Preparing for the transplant
The Genesis Pulmonary Rehab program includes a team of experienced physicians, respiratory therapists, exercise physiologists, a registered dietitian and a licensed social worker who coordinate care for those with lung disease. Tisha Babcock,R.N., MSN, CCRN, CNL, director, Genesis Pulmonary and Critical Care Services, explained the process patients go through when they come to the pulmonary rehab program.
“Patients first meet with the team to discuss their lung disease and challenges they’re facing. We also do testing to get a baseline of a patient’s exercise tolerance, which allows us to set exercise goals,” explained Babcock. “We offer group education classes and support, weight training, balance training, stretching and flexibility, and more, all designed to improve their lung health and overall health.”
Ashlee Noyes, RCP, RRT, CTTS, is a rehab specialist who has worked closely with Martin since August 2019, when he first came to pulmonary rehab. She understands not only the physical and mental challenges patients with lung and breathing problems face, but also how hard it can be mentally, too.
“When Martin came to pulmonary rehab, he was on oxygen,” Noyes said. “Imagine being on oxygen, then someone tells you you’re going to start exercising. That can be a very scary thing when you feel like you can’t even breathe. So, part of what we do is help patients understand that we’re here to help them exercise safely.”
Martin completed the first part of the pulmonary rehab program by early 2019, attending two hours twice a week for 10 weeks. Much of his time was spent on the treadmill, a recumbent bike and a NuStep exercise machine. Martin also met with the team’s registered dietitian for tips and nutrition information specific to his needs to help make sure he kept the weight off.

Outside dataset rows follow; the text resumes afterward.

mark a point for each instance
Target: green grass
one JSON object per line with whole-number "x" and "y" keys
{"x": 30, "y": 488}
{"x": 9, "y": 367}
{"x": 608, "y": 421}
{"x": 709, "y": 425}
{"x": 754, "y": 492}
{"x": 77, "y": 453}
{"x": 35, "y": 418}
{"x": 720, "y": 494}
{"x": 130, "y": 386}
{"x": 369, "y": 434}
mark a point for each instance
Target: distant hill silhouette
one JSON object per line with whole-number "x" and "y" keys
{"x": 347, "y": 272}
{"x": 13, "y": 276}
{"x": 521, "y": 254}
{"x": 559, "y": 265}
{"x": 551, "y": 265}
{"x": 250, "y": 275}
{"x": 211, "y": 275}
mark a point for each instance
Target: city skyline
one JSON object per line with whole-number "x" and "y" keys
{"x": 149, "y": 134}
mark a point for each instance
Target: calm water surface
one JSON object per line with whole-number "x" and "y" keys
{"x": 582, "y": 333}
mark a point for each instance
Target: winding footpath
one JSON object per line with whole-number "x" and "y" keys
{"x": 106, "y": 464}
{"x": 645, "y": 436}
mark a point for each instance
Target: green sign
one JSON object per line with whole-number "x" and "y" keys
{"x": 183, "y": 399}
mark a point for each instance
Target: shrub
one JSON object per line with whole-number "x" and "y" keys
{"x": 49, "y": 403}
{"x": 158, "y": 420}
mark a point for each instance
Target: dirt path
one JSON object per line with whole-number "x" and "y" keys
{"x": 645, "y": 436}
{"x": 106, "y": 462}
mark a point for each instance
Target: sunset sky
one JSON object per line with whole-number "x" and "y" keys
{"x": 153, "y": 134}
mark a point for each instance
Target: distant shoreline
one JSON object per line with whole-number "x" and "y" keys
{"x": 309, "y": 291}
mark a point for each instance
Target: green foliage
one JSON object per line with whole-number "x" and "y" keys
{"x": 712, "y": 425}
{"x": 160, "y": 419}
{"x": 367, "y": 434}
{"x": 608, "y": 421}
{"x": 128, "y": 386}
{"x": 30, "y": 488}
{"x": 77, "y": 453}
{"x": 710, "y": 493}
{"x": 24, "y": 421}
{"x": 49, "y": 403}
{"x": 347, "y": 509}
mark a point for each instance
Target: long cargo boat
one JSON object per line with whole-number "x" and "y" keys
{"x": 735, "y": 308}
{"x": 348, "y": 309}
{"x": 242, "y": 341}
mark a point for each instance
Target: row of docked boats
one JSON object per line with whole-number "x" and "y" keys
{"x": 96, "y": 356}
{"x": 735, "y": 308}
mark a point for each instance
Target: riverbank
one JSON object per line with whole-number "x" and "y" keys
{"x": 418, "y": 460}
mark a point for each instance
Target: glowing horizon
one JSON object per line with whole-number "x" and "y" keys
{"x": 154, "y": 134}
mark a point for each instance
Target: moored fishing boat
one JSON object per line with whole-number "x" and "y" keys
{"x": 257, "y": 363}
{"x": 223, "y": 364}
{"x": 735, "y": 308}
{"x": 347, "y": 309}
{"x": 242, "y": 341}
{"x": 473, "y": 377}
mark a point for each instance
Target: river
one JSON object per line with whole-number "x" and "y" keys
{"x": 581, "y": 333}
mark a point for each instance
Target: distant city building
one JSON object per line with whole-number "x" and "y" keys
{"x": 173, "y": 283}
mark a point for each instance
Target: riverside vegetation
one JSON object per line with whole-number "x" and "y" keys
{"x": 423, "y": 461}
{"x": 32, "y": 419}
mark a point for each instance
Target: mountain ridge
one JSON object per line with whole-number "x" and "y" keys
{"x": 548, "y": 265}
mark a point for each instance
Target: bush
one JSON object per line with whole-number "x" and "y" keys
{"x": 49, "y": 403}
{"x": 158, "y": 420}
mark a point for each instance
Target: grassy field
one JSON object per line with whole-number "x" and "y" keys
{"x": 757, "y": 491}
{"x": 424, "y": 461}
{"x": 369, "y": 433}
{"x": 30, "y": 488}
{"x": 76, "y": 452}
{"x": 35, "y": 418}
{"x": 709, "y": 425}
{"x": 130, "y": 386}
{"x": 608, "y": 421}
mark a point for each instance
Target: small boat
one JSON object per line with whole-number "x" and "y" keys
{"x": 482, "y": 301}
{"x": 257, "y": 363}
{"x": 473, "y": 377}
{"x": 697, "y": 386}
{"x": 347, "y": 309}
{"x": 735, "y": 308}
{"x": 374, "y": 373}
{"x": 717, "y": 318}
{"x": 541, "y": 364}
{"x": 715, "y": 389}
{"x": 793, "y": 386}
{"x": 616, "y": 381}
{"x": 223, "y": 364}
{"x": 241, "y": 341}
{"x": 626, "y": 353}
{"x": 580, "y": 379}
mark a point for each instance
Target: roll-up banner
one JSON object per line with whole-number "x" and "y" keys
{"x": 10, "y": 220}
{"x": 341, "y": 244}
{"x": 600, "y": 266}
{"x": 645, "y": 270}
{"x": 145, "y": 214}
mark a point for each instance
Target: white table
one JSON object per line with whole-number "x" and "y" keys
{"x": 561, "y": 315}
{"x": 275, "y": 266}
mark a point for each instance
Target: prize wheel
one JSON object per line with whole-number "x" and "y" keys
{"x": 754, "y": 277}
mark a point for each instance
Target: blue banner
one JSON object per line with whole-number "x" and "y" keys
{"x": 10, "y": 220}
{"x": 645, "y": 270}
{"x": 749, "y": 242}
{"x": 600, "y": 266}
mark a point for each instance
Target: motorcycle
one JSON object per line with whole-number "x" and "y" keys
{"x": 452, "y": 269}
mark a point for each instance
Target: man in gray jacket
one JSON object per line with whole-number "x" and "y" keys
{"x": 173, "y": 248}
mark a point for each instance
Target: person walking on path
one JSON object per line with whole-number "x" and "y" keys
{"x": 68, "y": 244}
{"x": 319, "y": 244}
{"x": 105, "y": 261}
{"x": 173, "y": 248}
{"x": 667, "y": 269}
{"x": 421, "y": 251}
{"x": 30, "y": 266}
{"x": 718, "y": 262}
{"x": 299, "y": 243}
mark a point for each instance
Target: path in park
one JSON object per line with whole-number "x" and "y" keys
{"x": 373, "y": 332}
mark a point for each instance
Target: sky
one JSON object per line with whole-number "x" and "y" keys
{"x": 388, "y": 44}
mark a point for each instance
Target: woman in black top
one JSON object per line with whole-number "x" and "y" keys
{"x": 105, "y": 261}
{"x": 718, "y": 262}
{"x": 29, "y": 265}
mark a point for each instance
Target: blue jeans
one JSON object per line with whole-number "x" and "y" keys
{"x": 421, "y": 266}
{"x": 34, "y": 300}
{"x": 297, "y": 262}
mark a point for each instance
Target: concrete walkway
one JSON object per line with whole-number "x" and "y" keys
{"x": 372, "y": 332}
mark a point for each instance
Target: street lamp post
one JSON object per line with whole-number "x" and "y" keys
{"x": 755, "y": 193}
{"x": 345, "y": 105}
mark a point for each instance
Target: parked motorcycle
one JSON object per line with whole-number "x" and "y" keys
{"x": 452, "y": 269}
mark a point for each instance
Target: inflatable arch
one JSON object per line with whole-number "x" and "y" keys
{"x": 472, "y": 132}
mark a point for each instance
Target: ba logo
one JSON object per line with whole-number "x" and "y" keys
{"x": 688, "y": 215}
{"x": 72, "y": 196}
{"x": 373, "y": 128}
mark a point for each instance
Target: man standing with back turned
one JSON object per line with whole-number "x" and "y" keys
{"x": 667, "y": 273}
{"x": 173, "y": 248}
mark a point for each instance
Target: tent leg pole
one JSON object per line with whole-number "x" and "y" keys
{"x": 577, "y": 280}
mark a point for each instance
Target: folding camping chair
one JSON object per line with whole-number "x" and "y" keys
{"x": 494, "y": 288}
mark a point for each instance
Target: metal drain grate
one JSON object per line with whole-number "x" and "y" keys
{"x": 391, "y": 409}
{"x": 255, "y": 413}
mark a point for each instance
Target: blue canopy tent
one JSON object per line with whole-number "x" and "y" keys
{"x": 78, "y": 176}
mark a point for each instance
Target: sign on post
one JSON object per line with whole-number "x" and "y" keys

After these programs were completed, Martin was placed on the transplant waiting list. Fortunately, he didn’t have to wait long; just a few days later, a set of lungs became available. He went in for the surgery at OSU, and the procedure was a success.
“I stayed in the hospital for 13 days. Then on Dec. 13, which is also my birthday, I was released,” Martin said.
After surgery, he continued to work with his OSU surgeon to meet specific goals and milestones. He also continued his pulmonary rehabilitation program at Genesis.
“He’s doing phenomenally,” explained Noyes. “He is hardly winded when he exercises.” Noyes credits Martin’s determination with his excellent results.
Martin finished the first part of pulmonary rehab and is now undergoing the maintenance program that gives patients the opportunity to maintain their health and continue exercising in a supervised environment at the Genesis Pulmonary Rehab Gym. One of the side benefits of the maintenance program is the opportunity to meet other lung disease patients going through similar challenges. The patients get to know each other, share ideas and offer support.
“Going to the pulmonary rehab program helps keep me motivated. It not only helps your strength, but your mental status, too, by talking to other people there,” Martin said.
Martin now lives his life without using supplemental oxygen. He also enjoys gardening and fishing – activities that he hasn’t been able to do for years. And one of the biggest rewards is knowing he’ll be able to play with his grandchildren, including a new granddaughter, who was born in June 2020.